Persist and Weigh the Enemy More Mighty
Oh, there is an inner war and an outer war and in War in Peace often the two shall meet. Today the two meet inside the Razumovsky’s private chapel as Russia prepares for war with Napoleon and Natasha wages battle against her own demons. All the Moscow notabilities gather to celebrate Mass with an extra, special prayer from the Synod asking deliverance from hostile invasion. Natasha, as we know, is there as part of her daily churchgoing efforts to ask forgiveness and seek spiritual guidance. All these preparations for war, whether inner or outer, are necessary because, as the Dauphin of France reminds us, “In cases of defense, ’tis best to weigh/ The enemy more mighty than he seems.”
It is interesting to note in this chapter how closely the predicaments of Natasha and of larger Russia parallel each other. Russia faces an obvious threat in the form of Napoleon and his Grande Armée. Natasha, similarly, is confronted with great inner turmoil. She’s lately been invaded by self-hatred and guilt. Her preparations, initiated in the last chapter, are wholly spiritual. She plans her fight by digging deep into her ancient, Orthodox faith. Here, in prayer and meditation, she discovers the weapons of forgiveness and charity.
The people of Moscow find themselves in a similar position. They, too, are threatened by an outside foe. They, too, gather at Mass for direction. There is not, however, a perfect analogue between the two. Natasha, for instance, prays for total forgiveness of her enemies while the Synod prays for martial victory over its enemies. Natasha hesitates before she joins this prayer:
But she could not pray that her enemies might be trampled under foot when but a few minutes before she had been wishing she had more of them that she might pray for them. But neither could she doubt the righteousness of the prayer that was being read on bended knees. She felt in her heart a devout and tremulous awe at the thought of the punishment that overtakes men for their sins, and especially of her own sins, and she prayed God to forgive them all, and her too, and to give them all, and her too peace and happiness.

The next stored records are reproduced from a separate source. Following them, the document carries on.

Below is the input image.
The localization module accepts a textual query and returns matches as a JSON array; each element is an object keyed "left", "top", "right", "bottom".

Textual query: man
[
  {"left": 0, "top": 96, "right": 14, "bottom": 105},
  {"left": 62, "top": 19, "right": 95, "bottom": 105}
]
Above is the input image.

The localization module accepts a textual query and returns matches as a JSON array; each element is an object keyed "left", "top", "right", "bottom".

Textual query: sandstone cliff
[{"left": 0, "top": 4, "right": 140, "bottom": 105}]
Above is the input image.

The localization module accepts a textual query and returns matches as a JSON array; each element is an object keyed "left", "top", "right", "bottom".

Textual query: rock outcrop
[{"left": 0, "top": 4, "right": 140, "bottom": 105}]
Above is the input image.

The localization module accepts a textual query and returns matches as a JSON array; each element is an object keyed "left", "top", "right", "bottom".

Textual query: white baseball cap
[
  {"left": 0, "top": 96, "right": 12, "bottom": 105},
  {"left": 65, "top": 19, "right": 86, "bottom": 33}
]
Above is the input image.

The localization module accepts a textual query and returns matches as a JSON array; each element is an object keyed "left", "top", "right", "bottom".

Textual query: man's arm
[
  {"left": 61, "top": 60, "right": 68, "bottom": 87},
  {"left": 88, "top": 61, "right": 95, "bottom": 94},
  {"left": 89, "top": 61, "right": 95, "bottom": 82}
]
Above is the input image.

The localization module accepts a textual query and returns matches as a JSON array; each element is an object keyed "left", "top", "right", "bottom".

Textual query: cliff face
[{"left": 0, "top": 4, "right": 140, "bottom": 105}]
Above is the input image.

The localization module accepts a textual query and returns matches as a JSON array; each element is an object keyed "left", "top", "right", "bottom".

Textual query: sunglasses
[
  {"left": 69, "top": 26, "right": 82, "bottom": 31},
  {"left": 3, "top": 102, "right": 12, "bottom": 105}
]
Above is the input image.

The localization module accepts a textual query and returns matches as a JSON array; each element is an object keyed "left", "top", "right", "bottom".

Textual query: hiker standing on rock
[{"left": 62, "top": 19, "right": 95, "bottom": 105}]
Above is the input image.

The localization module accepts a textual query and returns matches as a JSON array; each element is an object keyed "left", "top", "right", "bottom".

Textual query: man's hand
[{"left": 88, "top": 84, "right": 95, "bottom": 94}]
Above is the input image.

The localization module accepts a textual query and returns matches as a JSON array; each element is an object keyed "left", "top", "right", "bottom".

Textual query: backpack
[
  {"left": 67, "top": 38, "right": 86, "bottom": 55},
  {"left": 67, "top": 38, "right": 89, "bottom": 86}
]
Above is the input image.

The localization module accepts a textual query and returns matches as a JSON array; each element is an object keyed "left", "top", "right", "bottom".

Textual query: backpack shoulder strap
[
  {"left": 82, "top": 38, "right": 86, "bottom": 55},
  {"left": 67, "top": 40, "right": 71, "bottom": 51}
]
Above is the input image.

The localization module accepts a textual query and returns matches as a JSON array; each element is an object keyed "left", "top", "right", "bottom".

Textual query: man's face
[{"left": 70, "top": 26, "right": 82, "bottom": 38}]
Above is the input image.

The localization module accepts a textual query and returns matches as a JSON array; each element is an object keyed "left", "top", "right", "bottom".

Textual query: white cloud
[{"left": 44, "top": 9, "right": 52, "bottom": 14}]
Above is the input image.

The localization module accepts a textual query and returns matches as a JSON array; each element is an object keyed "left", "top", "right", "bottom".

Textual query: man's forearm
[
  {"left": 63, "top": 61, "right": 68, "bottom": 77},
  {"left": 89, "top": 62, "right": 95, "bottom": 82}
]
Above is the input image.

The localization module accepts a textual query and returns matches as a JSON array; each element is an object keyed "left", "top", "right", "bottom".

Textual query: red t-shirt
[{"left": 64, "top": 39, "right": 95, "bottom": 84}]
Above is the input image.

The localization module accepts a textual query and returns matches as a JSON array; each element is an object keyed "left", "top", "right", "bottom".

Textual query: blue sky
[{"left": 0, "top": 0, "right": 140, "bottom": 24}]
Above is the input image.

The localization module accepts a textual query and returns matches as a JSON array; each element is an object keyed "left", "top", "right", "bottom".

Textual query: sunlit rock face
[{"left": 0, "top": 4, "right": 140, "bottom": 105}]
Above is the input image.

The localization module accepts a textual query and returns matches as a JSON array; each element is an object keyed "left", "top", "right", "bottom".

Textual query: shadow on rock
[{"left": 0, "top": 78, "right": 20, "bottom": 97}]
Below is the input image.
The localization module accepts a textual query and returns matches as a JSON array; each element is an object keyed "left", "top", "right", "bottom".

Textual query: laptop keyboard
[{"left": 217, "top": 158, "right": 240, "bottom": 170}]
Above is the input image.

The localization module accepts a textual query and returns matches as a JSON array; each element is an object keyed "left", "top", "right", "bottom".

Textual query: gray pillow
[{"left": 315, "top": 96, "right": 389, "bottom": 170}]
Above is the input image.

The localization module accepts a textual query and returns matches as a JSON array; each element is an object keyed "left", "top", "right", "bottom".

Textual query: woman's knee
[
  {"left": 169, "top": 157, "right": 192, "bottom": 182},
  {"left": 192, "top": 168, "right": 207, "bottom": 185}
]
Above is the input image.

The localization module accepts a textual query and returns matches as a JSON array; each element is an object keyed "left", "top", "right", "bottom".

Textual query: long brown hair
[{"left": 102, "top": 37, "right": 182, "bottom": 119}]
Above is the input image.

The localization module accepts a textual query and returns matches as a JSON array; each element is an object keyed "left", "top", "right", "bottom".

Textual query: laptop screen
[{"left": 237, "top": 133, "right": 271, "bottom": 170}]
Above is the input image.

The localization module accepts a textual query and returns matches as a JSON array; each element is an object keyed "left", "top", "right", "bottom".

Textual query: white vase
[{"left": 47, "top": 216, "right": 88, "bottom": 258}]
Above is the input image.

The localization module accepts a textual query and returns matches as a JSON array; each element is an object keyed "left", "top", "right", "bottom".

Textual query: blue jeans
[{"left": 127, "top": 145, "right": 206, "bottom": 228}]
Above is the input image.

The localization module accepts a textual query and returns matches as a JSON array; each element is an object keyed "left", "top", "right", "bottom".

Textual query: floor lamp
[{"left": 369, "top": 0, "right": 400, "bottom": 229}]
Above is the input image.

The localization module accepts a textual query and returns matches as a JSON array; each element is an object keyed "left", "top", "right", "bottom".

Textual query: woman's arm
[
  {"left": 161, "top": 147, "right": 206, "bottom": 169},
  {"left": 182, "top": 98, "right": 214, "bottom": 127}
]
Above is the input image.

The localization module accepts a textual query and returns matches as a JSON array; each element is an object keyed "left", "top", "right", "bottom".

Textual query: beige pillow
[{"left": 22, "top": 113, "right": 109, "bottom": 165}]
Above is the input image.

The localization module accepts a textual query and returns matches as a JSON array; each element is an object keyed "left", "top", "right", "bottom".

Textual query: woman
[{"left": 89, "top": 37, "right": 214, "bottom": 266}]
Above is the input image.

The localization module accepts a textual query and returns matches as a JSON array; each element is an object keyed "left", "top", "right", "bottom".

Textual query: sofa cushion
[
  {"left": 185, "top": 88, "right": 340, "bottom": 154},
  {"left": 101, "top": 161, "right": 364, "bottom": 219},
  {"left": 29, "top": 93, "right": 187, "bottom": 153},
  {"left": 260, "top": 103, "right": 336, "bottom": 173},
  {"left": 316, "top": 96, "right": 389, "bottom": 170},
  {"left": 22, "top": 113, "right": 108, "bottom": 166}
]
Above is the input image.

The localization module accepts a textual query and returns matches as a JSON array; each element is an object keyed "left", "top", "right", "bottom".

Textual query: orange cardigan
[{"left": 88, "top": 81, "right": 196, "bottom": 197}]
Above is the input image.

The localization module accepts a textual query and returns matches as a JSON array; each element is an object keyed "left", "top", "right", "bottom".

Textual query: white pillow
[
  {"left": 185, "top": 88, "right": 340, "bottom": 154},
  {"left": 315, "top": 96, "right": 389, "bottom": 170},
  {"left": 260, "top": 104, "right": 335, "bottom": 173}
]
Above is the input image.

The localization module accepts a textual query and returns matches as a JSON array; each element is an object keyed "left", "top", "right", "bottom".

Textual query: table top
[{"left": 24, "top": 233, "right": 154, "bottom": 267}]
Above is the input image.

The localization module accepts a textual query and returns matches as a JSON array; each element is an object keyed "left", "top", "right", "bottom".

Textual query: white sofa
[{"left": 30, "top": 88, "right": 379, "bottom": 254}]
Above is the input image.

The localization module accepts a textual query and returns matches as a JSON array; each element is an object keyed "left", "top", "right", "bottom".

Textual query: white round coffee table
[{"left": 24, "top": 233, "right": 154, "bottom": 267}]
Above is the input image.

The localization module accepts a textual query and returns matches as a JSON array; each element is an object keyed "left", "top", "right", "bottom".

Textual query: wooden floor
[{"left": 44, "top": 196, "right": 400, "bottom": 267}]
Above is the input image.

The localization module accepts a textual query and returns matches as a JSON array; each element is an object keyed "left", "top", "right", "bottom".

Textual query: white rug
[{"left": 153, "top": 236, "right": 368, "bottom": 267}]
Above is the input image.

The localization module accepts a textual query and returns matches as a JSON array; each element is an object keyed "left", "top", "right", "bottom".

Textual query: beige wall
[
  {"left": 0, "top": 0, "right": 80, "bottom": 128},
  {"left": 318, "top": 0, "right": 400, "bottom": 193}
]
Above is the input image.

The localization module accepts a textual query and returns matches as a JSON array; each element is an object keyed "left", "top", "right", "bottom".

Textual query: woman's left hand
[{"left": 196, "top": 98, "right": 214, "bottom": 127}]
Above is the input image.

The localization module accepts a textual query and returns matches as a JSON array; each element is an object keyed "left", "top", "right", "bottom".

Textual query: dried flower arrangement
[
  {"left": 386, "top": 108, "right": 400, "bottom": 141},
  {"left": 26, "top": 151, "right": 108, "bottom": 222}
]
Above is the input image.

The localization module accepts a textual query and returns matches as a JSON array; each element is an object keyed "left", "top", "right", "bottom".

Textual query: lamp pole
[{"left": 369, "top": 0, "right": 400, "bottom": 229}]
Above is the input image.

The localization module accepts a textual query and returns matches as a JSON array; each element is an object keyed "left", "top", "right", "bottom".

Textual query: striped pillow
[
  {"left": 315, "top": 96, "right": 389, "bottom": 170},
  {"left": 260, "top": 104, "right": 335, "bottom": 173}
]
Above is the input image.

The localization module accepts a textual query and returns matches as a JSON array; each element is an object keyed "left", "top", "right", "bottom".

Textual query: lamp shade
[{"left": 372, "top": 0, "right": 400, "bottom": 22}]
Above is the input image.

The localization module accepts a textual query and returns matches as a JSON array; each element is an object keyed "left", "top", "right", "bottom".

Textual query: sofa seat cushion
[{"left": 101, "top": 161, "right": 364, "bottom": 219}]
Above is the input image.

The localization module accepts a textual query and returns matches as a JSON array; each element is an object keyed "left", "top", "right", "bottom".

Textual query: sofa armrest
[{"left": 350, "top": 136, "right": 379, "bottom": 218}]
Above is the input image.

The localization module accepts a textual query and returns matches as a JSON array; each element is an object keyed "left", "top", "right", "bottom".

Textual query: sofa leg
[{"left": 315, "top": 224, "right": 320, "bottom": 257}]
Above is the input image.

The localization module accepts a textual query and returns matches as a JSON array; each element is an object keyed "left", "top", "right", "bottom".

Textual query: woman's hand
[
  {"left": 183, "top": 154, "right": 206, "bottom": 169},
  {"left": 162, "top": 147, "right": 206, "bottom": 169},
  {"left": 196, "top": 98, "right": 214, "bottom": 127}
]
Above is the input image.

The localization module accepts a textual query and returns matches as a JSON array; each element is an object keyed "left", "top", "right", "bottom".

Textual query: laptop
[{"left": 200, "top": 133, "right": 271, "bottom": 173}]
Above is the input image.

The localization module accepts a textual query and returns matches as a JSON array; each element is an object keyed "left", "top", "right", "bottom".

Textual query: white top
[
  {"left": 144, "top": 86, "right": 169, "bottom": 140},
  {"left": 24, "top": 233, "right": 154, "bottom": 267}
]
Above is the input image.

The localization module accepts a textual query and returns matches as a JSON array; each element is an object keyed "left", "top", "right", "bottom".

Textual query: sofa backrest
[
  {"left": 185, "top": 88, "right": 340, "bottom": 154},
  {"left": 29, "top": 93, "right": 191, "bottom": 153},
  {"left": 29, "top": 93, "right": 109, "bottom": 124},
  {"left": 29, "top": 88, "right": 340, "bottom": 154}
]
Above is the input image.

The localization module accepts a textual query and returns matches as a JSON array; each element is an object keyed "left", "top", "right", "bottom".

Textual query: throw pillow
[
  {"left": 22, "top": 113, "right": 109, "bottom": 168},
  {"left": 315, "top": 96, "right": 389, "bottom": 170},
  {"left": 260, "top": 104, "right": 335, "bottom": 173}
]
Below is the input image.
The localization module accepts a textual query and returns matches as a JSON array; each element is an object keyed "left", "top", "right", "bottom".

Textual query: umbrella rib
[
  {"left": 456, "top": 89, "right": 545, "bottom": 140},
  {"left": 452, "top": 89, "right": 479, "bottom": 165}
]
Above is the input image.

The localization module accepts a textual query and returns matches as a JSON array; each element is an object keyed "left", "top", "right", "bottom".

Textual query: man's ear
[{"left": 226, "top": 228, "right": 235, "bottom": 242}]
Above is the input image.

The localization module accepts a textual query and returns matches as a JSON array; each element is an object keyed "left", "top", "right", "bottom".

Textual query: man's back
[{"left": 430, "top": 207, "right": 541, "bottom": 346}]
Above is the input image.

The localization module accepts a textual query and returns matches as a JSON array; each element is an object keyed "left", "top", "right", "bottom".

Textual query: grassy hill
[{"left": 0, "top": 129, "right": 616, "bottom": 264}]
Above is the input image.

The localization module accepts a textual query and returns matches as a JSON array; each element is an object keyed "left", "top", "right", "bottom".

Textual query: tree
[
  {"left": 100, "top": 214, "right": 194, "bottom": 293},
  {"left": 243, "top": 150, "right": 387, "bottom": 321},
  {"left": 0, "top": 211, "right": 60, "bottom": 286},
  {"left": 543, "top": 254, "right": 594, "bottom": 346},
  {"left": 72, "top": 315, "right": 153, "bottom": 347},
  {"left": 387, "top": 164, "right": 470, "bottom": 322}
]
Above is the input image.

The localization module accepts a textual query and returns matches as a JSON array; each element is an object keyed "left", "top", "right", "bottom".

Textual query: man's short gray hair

Here we see Natasha’s hard, independent investigation of the truth. She’s come a long way since we first met her as a little girl at the beginning of our book. She’s now giving serious thought of how to live well in the world. If she keeps up this rigorous effort she just might get there, equipped with the mental armory sufficient to fend off any attack.
Persistence surmounts every obstacle and nothing is really difficult which the mind enjoins itself to endure.